It is my, possibly delusional, belief that I can appeal to young and old.  Maybe I can’t.  The next best thing:  To appeal to the ‘young’ in everyone.

What constitutes “young” in this calculation?

People whose minds remain enthusiastically “Open for Business.”

There are telltale giveaways when they aren’t, the signaling pervasive one being,

Kneejerk reactions to contemporary occurrences.

It’s funny.  It goes two ways when you’re old.

You repeat a long-held opinion because of an ossified perspective.

Or

You repeat a long-held opinion because you totally forgot mentioning it before.
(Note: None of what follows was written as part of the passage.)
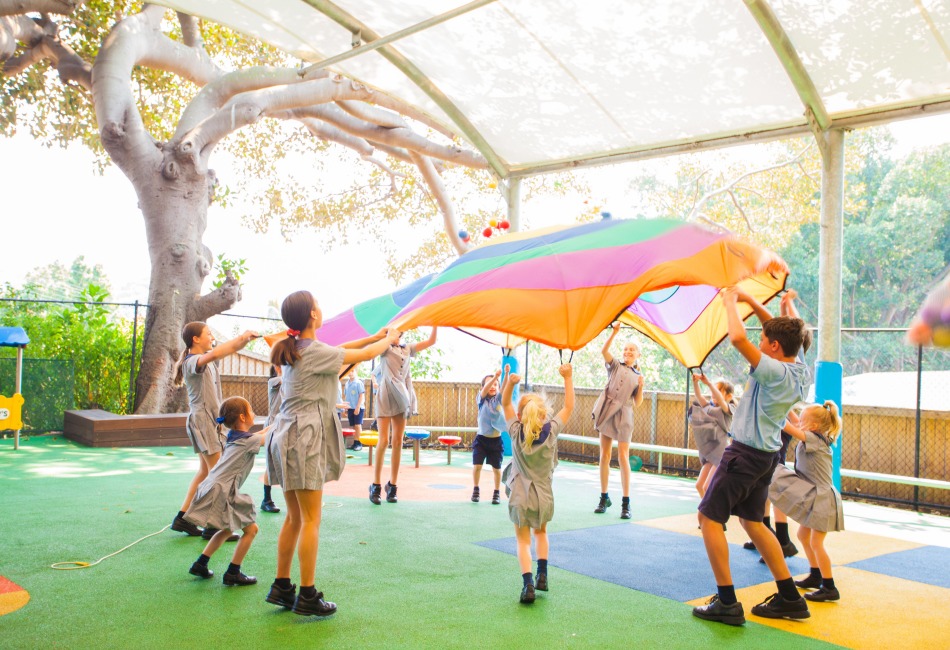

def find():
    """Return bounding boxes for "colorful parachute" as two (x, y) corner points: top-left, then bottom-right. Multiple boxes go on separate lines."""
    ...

I’m not sure you can do much about the second one.  (I myself may have written about this before.)

But the first thing?

We’ve stayed at the same hotel in Hawaii twenty-five times.  It’s not even that great.  But when we try other places, they seem – Duh! – less comfortably familiar.

“Familiar” –be it a hotel or a personal belief – is not necessarily “The Best.”  It’s what we are habitually used to.  Which we (may) mistakenly synonymize with “The Best”, or, in other contexts, the truth.

Authorization:

If you see me stuck in an opinionational rut, you have my permission to summarily “call” me on it, or to alternatively – metaphorically – shoot me in the head.

It’s no big deal.


I am apparently not using it much anyway.

1 comment:

FFS said...

I always thought I looked good for my age until one day the guy behind the counter at The Beer Store (Ontario reference) asked if I wanted him to carry my case of beer out to my car. Ouch!